So to do that, I really need to be looking at programs that offer the accelerated BA/CNM degree. NOT pubHealth.
What made it so hard to make that decision?
I really just had to get to the point where I ignored all my fronts and got in touch with what my guts (and God ) were telling me. And all of the above have been telling me for quite some time that I need to be an obstetrician.
Being that I am terrified of sixyearsofmedskoolwithnobreak, I turn to the option of being a CNM, which serves women but doesn't involve the crazy training.
(Knowing myself, I'll end up going to medskool when I'm 40 cuz i'm silly like that.)
Plus, seriously, actually getting into CU was a big status thing for me. It's a crazy good school. It has an internationally known name. So at a time when I'm feeling not's'great about myself, just being able to say that i got in was and is a HUGE THRILL!!!
My high has come down. Yes, whatever I study I want to go to the best school possible, but I'm not the same person I was when I accepted entry into undergrad. I'm no longer sev'nteen, i'm twennythree, and I literally canNOT live with myself when I settle for less that what I want.

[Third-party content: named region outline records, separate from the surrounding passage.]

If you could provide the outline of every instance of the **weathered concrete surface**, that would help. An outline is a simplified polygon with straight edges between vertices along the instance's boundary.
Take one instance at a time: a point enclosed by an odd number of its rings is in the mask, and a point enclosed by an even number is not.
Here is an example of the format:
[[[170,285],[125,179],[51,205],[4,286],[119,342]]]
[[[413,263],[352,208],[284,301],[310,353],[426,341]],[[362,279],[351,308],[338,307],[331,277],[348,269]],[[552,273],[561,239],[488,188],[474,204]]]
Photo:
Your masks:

My subconscious makes me feel horrible.
But okay, so now that I know that CU costs soooo much, and I know how I am about being in debt (it is the major reason my shoulders and brows are permanently knotted, see earlier entries for details), I can't afford to do it just as a stepping stone into nursing/medskool.
So I called and asked about CU's direct entry program. Turns out I need to have already taken:
NATFIZZ (anatomy and physiology), Stat, psychology, english (no problem!), 6 humanities credits, MICROBIO, 9 natural science credits...

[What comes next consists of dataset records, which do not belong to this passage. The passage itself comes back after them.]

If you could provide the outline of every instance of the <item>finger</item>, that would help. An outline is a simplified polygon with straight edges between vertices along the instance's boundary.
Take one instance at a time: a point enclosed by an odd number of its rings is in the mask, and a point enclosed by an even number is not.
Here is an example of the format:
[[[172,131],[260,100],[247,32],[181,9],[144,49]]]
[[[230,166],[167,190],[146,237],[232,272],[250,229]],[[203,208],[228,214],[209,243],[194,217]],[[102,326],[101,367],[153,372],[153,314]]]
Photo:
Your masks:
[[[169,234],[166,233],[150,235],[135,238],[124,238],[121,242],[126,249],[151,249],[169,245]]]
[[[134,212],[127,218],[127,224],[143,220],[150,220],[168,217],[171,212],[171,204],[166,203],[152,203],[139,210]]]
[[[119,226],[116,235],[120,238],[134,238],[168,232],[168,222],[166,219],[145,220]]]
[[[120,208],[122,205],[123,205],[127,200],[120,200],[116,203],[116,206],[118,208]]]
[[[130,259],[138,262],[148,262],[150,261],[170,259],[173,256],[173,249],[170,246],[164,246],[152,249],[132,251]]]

BEFORE I EVEN APPLY TO THE BLINKIN'SCHOOL.
Oregon Health Sciences University wants much the same. and Georgetown wants MORE. WHat the heck is up?!
SO. That's a lotta work t'do. That also my main issue right now. I've got a lot of the credits I need, but to finish the rest is almost full-time work. I don't have the time or the cash to spend a year studying.

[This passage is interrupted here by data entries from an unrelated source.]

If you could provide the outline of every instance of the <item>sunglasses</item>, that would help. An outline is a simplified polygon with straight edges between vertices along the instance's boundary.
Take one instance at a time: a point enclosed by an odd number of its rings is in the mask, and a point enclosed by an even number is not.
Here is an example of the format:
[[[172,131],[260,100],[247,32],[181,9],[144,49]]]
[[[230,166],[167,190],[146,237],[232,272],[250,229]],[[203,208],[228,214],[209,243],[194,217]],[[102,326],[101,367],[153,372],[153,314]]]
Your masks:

Even if I apply to a less-rigorous program, there goes my plan to be in grad school this fall. I don't know if I can withstand another year of teaching on this island... y'all don't EVEN know.
So. The question of the day is what to do with this coming school year.
I could look for another job, which I'm already doing.
I could stay on as a teacher in PRPS. Hmm. See below entries.
I could go stay with my parents. (if crippled and absolutely unable to care for myself, otherwise, NOT).
I guess I'm sulking because I really am/was looking forward to living in NYC. I mean, it has a GREAT religious community, something I'm missing right now, along with the social contact that comes with (though I miss Sisters' Halakah, I'm also realistically thinking of the many, many, many men to choose from). There's always something to do. Spanish is spoken. The library system is out of this world.
Yes it's cold, yes life can be hard, but I kinda feel like Feivel's family. There are no cats in America, specially not in NYC. I don't think I can do another year in portareeco without spending some significant time away, because right now I'm drifiting. I've got twennysomethin syndrome: there's no place that feels like home.